The on-going challenge for social marketers is turning intangible products (behaviors) and incentives/costs into relevant, everyday actions that have immediate and tangible consequences. The easy example is cigarette smoking, especially as we've gotten so good at it. Tobacco marketers had products in all sizes, shapes, nicotine and tar levels and brands. We had "no smoking" and "it causes __________(fill in the health problem)" that even graces the side of cigarette packaging today. Over time we realized that these exhortations and costs had little influence on teen smoking. We began to search for ways to package nonsmoking that wasn't just the default position of "not cool." We also needed more tangible and immediate costs and benefits (began focusing on bad breath and smells that turned off the opposite sex; being the rebel by not smoking).

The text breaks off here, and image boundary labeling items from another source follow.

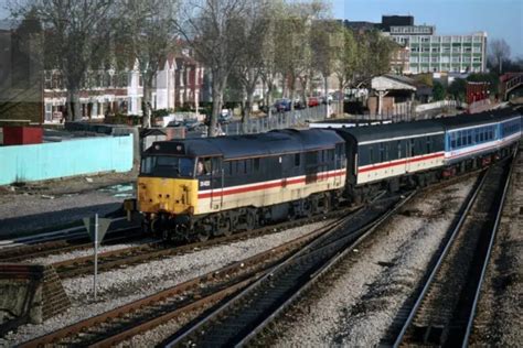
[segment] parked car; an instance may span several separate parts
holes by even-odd
[[[295,98],[295,109],[303,109],[306,107],[306,101],[301,100],[300,97]]]
[[[171,121],[167,127],[185,127],[188,131],[195,131],[199,130],[202,123],[200,123],[195,119],[188,119],[183,121]]]
[[[320,98],[318,98],[318,97],[309,97],[308,105],[309,105],[309,108],[319,106],[319,105],[320,105]]]
[[[275,108],[278,112],[282,111],[290,111],[291,109],[291,101],[290,99],[277,99],[275,102]]]
[[[218,123],[226,124],[233,120],[231,110],[223,109],[218,117]]]

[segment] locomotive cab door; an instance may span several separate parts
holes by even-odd
[[[211,159],[211,209],[218,210],[223,205],[224,172],[221,157]]]

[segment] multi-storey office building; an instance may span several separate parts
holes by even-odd
[[[480,73],[487,64],[487,33],[436,35],[429,25],[391,26],[391,37],[409,52],[410,74]]]
[[[357,32],[380,30],[398,43],[403,48],[391,62],[395,73],[480,73],[485,69],[484,32],[470,35],[437,35],[434,25],[415,25],[412,15],[383,15],[381,23],[342,23]]]

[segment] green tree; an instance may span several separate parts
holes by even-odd
[[[434,100],[444,100],[447,96],[444,85],[440,81],[434,81],[433,84],[433,97]]]
[[[456,78],[447,88],[449,95],[451,95],[456,100],[465,100],[465,95],[467,93],[467,80],[462,78]]]
[[[67,89],[67,118],[81,120],[79,91],[89,69],[110,53],[116,1],[34,0],[13,2],[11,13],[38,18],[45,33],[45,63]]]
[[[467,77],[467,80],[470,83],[488,83],[490,94],[491,95],[498,94],[500,79],[498,78],[498,75],[494,72],[470,74]]]
[[[121,2],[119,35],[127,42],[130,67],[135,62],[143,79],[142,126],[151,127],[154,78],[175,43],[177,1],[127,0]]]

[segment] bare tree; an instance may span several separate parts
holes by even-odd
[[[503,61],[510,58],[510,46],[504,39],[494,39],[489,45],[489,58],[493,66],[499,66],[499,74],[503,73]]]
[[[328,102],[329,76],[334,69],[335,52],[340,43],[343,42],[340,33],[340,24],[335,21],[316,21],[311,33],[312,66],[321,74],[323,78],[323,95]],[[329,108],[325,108],[329,112]],[[327,113],[325,117],[329,117]]]
[[[99,61],[110,51],[114,9],[114,0],[33,0],[10,4],[13,15],[31,12],[41,21],[46,66],[60,69],[67,89],[68,120],[82,119],[79,90],[93,58]]]
[[[260,78],[266,87],[265,90],[265,106],[267,107],[267,117],[270,119],[273,116],[273,93],[276,88],[276,77],[278,74],[277,56],[276,56],[276,35],[277,35],[277,23],[280,21],[281,9],[284,2],[280,0],[271,1],[268,9],[268,23],[267,32],[265,33],[263,41],[259,43],[262,47],[262,69]]]
[[[339,104],[340,111],[343,112],[343,98],[345,89],[354,80],[359,67],[362,66],[363,59],[366,58],[363,47],[359,45],[351,30],[344,26],[335,28],[333,32],[337,45],[333,46],[333,66],[332,70],[338,78],[340,88]]]
[[[178,30],[212,75],[210,137],[216,133],[227,78],[239,59],[236,35],[243,32],[247,8],[245,0],[188,0],[181,10]]]
[[[122,2],[120,35],[128,42],[127,54],[143,80],[142,127],[151,127],[154,78],[175,50],[178,1],[127,0]]]
[[[243,30],[237,33],[236,40],[242,43],[242,50],[237,52],[239,58],[235,65],[235,75],[242,85],[245,96],[243,101],[242,128],[247,132],[254,104],[254,93],[264,69],[264,41],[270,28],[270,1],[246,0],[247,9],[242,19]]]
[[[288,2],[284,9],[284,18],[278,21],[277,66],[284,77],[284,84],[288,84],[292,101],[296,83],[299,80],[302,87],[301,98],[307,105],[309,81],[316,74],[312,65],[312,56],[316,53],[311,51],[311,26],[316,20],[324,17],[327,10],[325,2],[321,0]],[[293,102],[291,105],[293,109]]]

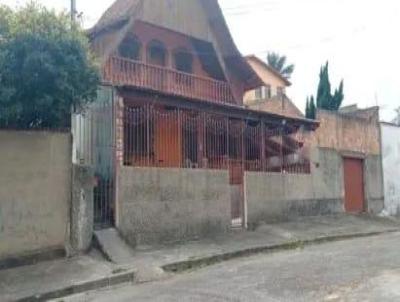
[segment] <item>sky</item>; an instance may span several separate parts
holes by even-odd
[[[23,5],[29,0],[0,0]],[[113,0],[76,0],[86,27]],[[162,1],[162,0],[160,0]],[[182,0],[184,1],[184,0]],[[70,0],[39,0],[57,10]],[[95,4],[94,4],[95,3]],[[268,51],[296,65],[289,96],[302,110],[315,94],[321,65],[329,61],[333,88],[344,80],[344,105],[379,105],[383,120],[400,107],[399,0],[219,0],[232,36],[244,55]]]

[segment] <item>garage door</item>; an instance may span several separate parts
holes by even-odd
[[[362,213],[364,207],[363,160],[344,158],[345,209],[348,213]]]

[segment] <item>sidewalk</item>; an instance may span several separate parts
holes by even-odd
[[[308,217],[174,246],[139,247],[125,263],[97,253],[0,270],[0,301],[43,301],[123,282],[153,281],[168,273],[259,252],[400,231],[400,221],[368,216]]]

The energy conservation folks have faced a similar problem over the years in my estimation. Yes, there are dozens of tips to conserve energy but those don't dial-in relevance or WIIFM for most people (that's What's In It For Me). Saving energy or money on the monthly energy bills, or reducing the rate of global warming are, I suspect, an even bigger stretch for most people than "getting lung cancer or having a heart attack in your 50s" or "spend your money on other things" are for a 15 year-old who is smoking cigarettes. Which is what makes this campaign from Sustainability Victoria an eye-catcher. As noted at Duncan's TV Ad Land:
"Every day, the energy consumed by the average Victorian home produces 654 balloons or 33 kilograms of greenhouse gas,” Mr Theophanous said. “Research shows that people are concerned about climate change but don’t necessarily think they can do much about it.”
Making the intangible tangible; making the invisible visible. The insight the campaign can build on: it's not that they don't think they can do anything, it's that they don't realize what they're already doing. Now if it were me: black balloon magnets and stickers for the kids to bring home from school and start putting on all the appliances. Think of them as point-of-choice or cues for action for all those tips we've been giving them.
Thanks to Houtlust.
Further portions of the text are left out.